The above brief summary of the various rules and regulations in Hong Kong is aimed at clarifying any uncertainties regarding the regulatory environment vis-a-vis non-lawyer involvement in a law firm in Hong Kong.
The Law Society is keeping a close watch of the global trend and evaluating the relevant pros and cons of the emerging new practice models. Those jurisdictions advocating permission of non–lawyer involvement support that the change will bring various benefits including enhanced innovation and more choice for consumers, healthy competition resulting in reduced prices, improved access to justice, greater convenience for consumers, better access by law firms to finance and improved recruitment, retention, recognition and reward of legal and non-legal staff.
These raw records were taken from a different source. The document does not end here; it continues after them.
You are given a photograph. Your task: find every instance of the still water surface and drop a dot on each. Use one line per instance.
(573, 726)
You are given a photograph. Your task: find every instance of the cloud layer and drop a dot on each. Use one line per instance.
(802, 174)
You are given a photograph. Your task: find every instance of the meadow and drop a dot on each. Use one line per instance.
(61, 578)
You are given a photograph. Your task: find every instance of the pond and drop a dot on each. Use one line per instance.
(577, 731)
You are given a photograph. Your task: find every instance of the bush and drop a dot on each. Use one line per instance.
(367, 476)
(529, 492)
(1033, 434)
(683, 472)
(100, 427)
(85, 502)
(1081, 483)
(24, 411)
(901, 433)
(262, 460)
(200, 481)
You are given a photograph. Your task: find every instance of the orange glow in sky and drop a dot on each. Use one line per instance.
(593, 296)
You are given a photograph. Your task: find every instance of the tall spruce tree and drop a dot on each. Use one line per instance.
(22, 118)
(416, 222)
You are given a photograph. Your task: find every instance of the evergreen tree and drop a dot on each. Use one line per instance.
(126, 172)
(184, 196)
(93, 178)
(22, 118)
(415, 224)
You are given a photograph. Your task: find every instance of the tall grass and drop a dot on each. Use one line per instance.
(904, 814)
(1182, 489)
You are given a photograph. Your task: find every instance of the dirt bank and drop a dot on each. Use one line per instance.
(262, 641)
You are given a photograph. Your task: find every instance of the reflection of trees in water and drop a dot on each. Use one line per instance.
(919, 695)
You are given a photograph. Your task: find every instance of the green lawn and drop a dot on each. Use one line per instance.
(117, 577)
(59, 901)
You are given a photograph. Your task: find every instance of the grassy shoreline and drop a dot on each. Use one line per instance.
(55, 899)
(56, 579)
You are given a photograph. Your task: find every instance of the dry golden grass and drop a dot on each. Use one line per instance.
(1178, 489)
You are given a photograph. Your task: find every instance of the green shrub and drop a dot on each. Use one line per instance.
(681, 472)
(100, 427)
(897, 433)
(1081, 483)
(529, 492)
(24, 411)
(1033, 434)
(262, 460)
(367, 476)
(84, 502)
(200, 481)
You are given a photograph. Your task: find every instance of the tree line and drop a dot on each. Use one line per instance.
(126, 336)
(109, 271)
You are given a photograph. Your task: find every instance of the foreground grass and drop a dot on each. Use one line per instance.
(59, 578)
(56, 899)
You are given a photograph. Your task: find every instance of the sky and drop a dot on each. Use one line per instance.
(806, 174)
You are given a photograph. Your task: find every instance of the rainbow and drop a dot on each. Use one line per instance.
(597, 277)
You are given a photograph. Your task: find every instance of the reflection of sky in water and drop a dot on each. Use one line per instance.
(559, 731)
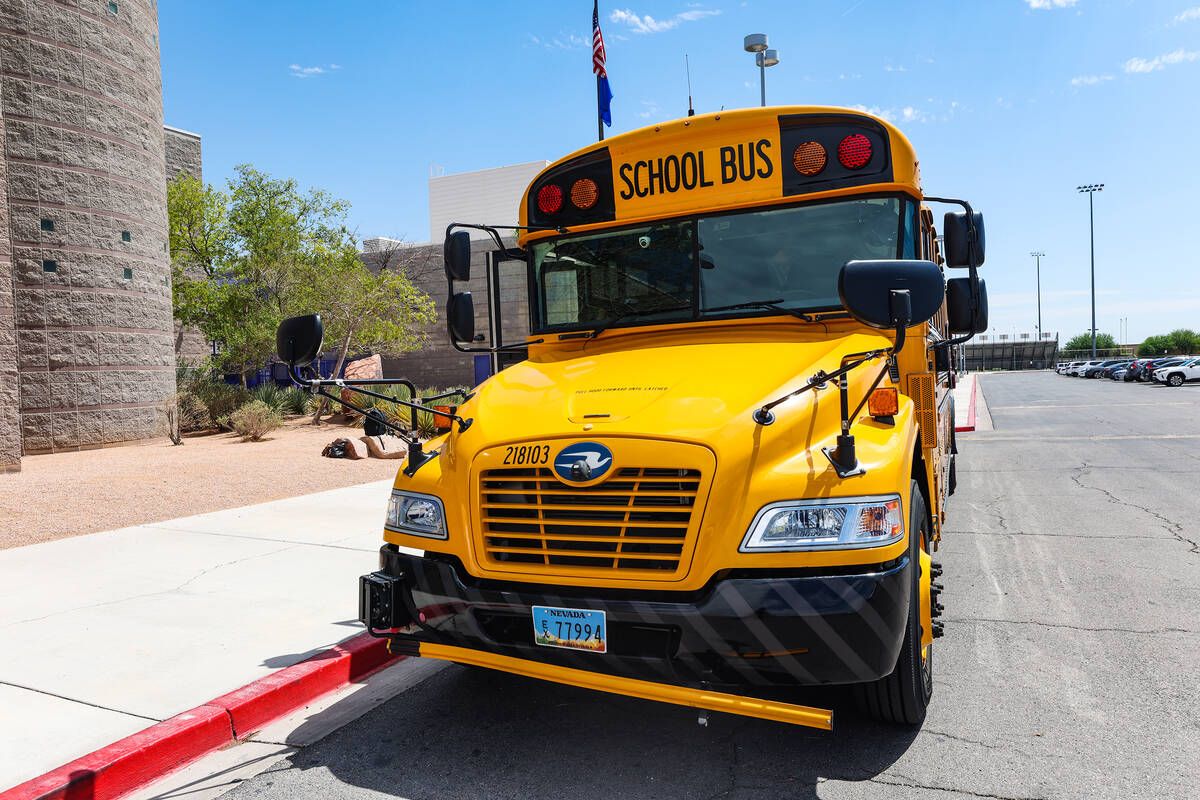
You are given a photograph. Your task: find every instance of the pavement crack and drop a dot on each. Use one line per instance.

From a law firm’s perspective, perhaps the most significant factor in favour of permitting non-lawyer involvement is that it improves a firm’s access to finance. Traditional firms are constrained in the way in which they can access capital with their options limited to the partners’ capital and bank loans. Through the lifting of non-lawyer restrictions, firms can seek to raise equity from a broader range of sources to fund expansion and investments in new business models, technology and information systems. The Big Four which have their eyes set on the legal services business have all entered the legal market through ABSs in England and Wales. Deloitte, being the last of the four accountancy giants granted an ABS licence in June 2018, has also gained authorisation to provide services in reserved legal activities involving rights of audience, conduct of litigation, reserved instrument activities, probate activities and administration of oaths in England and Wales.
On the other hand, those jurisdictions which do not allow non-lawyer involvement in law firm practices are concerned that such a change will incur huge costs in the overhaul of the entire regulatory framework to address regulatory concerns arising from the change and cause regulatory conflicts among different professions which are subject to different duties.
The area that has caused greatest concerns from across different jurisdictions about the arrival of non-lawyer involvement is that it fundamentally compromises the core ethical values – to maintain independence, to avoid conflicts of interests and to respect clients’ confidentiality – of the legal profession. The crux of the issue is that non-lawyers are not bound by the same duty as lawyers, so they may have different allegiances to the way the firm is run. Any structure that risks putting non-lawyers’ interests ahead of lawyers’ professional principles will be of concern.
The challenge is to find a solution that facilitates the sustainable development of the legal profession while safeguarding against any erosion of the core values that define the profession’s very existence.